Cada vez que transito por un enclave de mi infancia, que oigo el nombre de una aldea en la que he vivido momentos con mi familia o cuando recuerdo a un abuelo, tío abuelo o familiar ya fallecido me emociono. Y me emociono de tal modo que es difícil de explicar, tanto que me trabo y me atropello cuando quiero verbalizarlo. Para mí, es como si estuviera hablando del acontecimiento más importante de mi vida, cuando en realidad solo se trata del helado que me tomé un día cuando era niño, mientras paseaba con mi abuelo.
Esto a mi mujer le hace mucha gracia, pero es una cruz para mí, aunque agridulce, claro está.
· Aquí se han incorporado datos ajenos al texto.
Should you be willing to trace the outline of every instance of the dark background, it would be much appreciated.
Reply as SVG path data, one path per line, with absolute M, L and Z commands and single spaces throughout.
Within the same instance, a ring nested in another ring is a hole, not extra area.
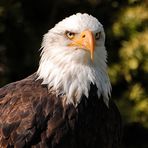
M 147 0 L 0 0 L 0 86 L 35 72 L 43 35 L 77 12 L 104 26 L 123 148 L 148 148 Z

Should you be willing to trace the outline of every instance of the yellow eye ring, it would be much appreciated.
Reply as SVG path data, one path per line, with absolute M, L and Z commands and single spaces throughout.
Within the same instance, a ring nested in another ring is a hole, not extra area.
M 70 31 L 66 31 L 66 36 L 69 38 L 69 39 L 73 39 L 74 38 L 74 36 L 75 36 L 75 33 L 73 33 L 73 32 L 70 32 Z
M 95 34 L 96 40 L 99 40 L 99 39 L 100 39 L 100 36 L 101 36 L 101 32 L 97 32 L 97 33 Z

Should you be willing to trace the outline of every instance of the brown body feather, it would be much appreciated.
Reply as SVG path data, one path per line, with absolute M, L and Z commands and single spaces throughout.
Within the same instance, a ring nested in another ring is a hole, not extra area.
M 91 86 L 75 108 L 49 92 L 36 74 L 0 89 L 1 148 L 118 148 L 121 119 Z

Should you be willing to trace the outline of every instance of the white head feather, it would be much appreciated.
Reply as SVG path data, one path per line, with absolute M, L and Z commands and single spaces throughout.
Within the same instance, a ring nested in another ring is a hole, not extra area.
M 93 64 L 87 51 L 67 46 L 70 40 L 65 37 L 65 31 L 81 33 L 86 29 L 94 34 L 101 32 L 96 41 Z M 65 95 L 66 103 L 75 105 L 81 101 L 82 95 L 88 97 L 90 84 L 96 84 L 98 98 L 102 95 L 108 106 L 111 85 L 104 44 L 103 26 L 96 18 L 81 13 L 65 18 L 44 35 L 38 79 L 43 79 L 42 84 L 47 84 L 57 95 Z M 84 62 L 85 57 L 87 62 Z

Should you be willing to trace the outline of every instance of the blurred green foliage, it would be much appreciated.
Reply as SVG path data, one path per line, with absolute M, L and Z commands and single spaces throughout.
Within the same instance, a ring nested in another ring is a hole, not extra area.
M 36 71 L 43 34 L 76 12 L 96 16 L 105 28 L 112 99 L 125 128 L 123 147 L 148 148 L 147 0 L 1 0 L 0 86 Z

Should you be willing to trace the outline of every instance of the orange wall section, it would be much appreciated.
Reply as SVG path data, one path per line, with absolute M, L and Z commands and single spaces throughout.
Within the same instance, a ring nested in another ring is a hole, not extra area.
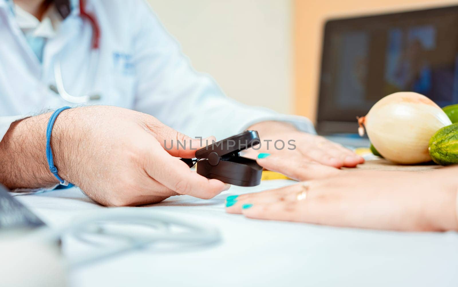
M 316 121 L 322 32 L 326 21 L 458 5 L 458 0 L 293 0 L 295 113 Z

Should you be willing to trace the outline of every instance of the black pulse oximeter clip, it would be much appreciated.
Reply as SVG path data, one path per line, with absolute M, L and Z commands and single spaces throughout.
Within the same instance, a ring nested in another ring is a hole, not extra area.
M 240 151 L 261 143 L 256 131 L 245 131 L 214 143 L 196 152 L 197 173 L 240 186 L 255 186 L 261 183 L 262 168 L 256 161 L 240 156 Z M 193 160 L 181 159 L 190 167 Z

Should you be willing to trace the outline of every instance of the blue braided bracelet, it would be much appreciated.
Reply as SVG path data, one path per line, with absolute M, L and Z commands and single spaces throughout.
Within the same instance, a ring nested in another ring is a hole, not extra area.
M 70 106 L 64 106 L 60 109 L 56 110 L 55 112 L 53 113 L 49 120 L 48 122 L 48 128 L 46 128 L 46 159 L 48 159 L 48 164 L 49 166 L 49 170 L 52 173 L 54 176 L 56 177 L 59 181 L 63 186 L 67 186 L 69 184 L 68 181 L 64 181 L 60 178 L 59 175 L 57 174 L 57 168 L 54 166 L 54 160 L 53 159 L 53 151 L 51 149 L 51 133 L 53 131 L 53 127 L 54 126 L 54 122 L 56 121 L 56 119 L 59 114 L 62 112 L 62 111 L 65 111 L 68 109 L 71 108 Z

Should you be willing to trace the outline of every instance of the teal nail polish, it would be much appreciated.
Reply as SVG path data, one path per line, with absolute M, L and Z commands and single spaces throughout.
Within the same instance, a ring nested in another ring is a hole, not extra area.
M 270 155 L 270 154 L 267 154 L 265 153 L 262 153 L 262 154 L 258 154 L 258 159 L 265 159 L 267 157 Z
M 250 207 L 251 207 L 252 206 L 253 206 L 253 205 L 251 204 L 251 203 L 246 203 L 246 204 L 244 204 L 242 206 L 242 209 L 248 209 L 248 208 L 249 208 Z
M 229 207 L 232 206 L 234 204 L 237 203 L 236 200 L 233 200 L 232 201 L 228 201 L 226 202 L 226 207 Z
M 237 198 L 239 196 L 238 195 L 231 195 L 230 197 L 228 197 L 227 198 L 226 198 L 226 200 L 227 201 L 232 201 L 235 200 L 235 198 Z

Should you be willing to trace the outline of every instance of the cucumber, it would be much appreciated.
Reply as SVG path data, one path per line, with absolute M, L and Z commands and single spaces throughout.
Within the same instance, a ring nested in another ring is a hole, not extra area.
M 442 108 L 453 123 L 458 122 L 458 104 L 450 105 Z
M 458 164 L 458 122 L 436 132 L 429 142 L 429 153 L 441 165 Z
M 374 147 L 372 144 L 371 144 L 371 151 L 372 152 L 372 154 L 373 154 L 374 155 L 380 156 L 381 158 L 383 157 L 383 156 L 382 156 L 382 154 L 380 154 L 380 153 L 378 152 L 378 151 L 376 149 L 375 147 Z

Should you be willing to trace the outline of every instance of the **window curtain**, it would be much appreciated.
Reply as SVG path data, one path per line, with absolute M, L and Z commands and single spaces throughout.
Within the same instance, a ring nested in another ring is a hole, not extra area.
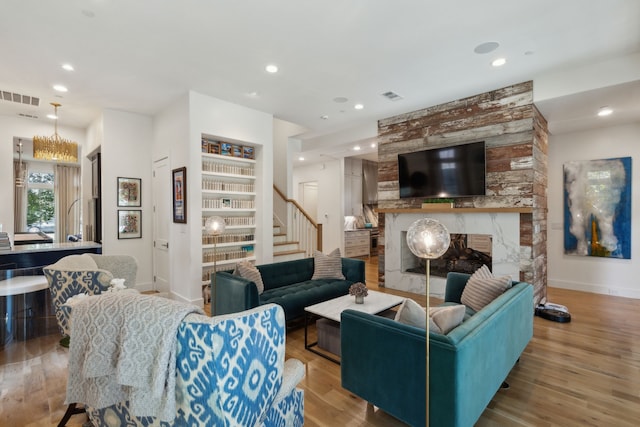
M 27 164 L 22 162 L 22 176 L 28 176 L 25 172 Z M 20 176 L 20 162 L 13 161 L 13 231 L 18 233 L 27 231 L 27 182 L 22 187 L 16 186 L 16 179 Z
M 67 236 L 81 231 L 80 167 L 56 165 L 54 176 L 56 240 L 64 242 Z

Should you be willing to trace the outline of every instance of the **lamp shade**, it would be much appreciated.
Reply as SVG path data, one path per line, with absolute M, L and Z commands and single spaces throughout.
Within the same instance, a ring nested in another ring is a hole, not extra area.
M 407 246 L 419 258 L 438 258 L 449 249 L 449 243 L 449 230 L 433 218 L 419 219 L 407 230 Z
M 204 232 L 210 236 L 219 236 L 224 233 L 226 223 L 220 216 L 210 216 L 204 222 Z

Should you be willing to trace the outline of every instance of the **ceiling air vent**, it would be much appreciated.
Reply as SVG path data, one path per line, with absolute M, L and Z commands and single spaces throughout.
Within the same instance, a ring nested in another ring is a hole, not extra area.
M 2 99 L 5 101 L 18 102 L 20 104 L 32 105 L 38 107 L 40 105 L 40 98 L 29 95 L 21 95 L 19 93 L 13 93 L 6 90 L 0 91 Z
M 391 90 L 389 92 L 383 93 L 382 96 L 387 98 L 389 101 L 398 101 L 398 100 L 402 99 L 402 97 L 400 95 L 398 95 L 397 93 L 395 93 L 395 92 L 393 92 Z

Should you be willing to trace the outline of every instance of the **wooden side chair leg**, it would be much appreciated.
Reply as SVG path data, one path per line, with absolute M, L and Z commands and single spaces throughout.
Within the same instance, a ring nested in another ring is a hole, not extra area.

Es el recuerdo de un tiempo feliz, tan feliz que el precio no sólo es la alegría vivida y recordada, sino también la tristeza de saber que ya pasó, y aunque vendrán otros momentos bonitos, incluso mejores, ése se agotó y desapareció para siempre, a la espera de que en el cielo podamos volver a pasear con nuestro abuelo mientras nos tomamos un helado.
Y la vida es una suma de esos recuerdos agridulces, muchos de nuestra infancia, cuando todavía nadie nos había arrebatado la inocencia, y tenemos que dar gracias a Dios por ello. ¡Qué triste sería mirar al pasado y no sentir nada!
Siempre he dicho que me aterraba el momento en que mis abuelos murieran, también los tíos abuelos, los tíos, los padres… a veces me preocupa más pensar cómo será mi vida después de su muerte que mi propia muerte; pero luego se van y, aunque la tristeza invade el corazón y lo deja hecho trizas, la vida sigue, y uno se alegra, porque sabe que si hay tristeza es porque ha habido mucha alegría: muchas sobremesas, muchas canciones, muchas anécdotas, y muchísimo ejemplo y testimonio.
Y, si Dios quiere, esa sobremesa seguirá después de rendir cuentas al Creador, que es quien nos ha regalado ese gran tesoro que es la familia, aunque el peaje por tener una familia feliz sea la nostalgia cada vez mayor, según pasan los años y los mayores desaparecen.
Pero, gracias a mi amigo Luis Felipe, ahora sé que esa tristeza no es sino un privilegio, el recordatorio de que he sido —y espero seguir siendo— muy feliz, que el Señor ha sido muy grande conmigo. Con la esperanza de que cuando llegue la hora de nuestra muerte, si hemos sido fieles, esa felicidad agridulce será minúscula en comparación con la que nos espera en el cielo, donde podremos ya disfrutarla para siempre sin que sea un privilegio agridulce.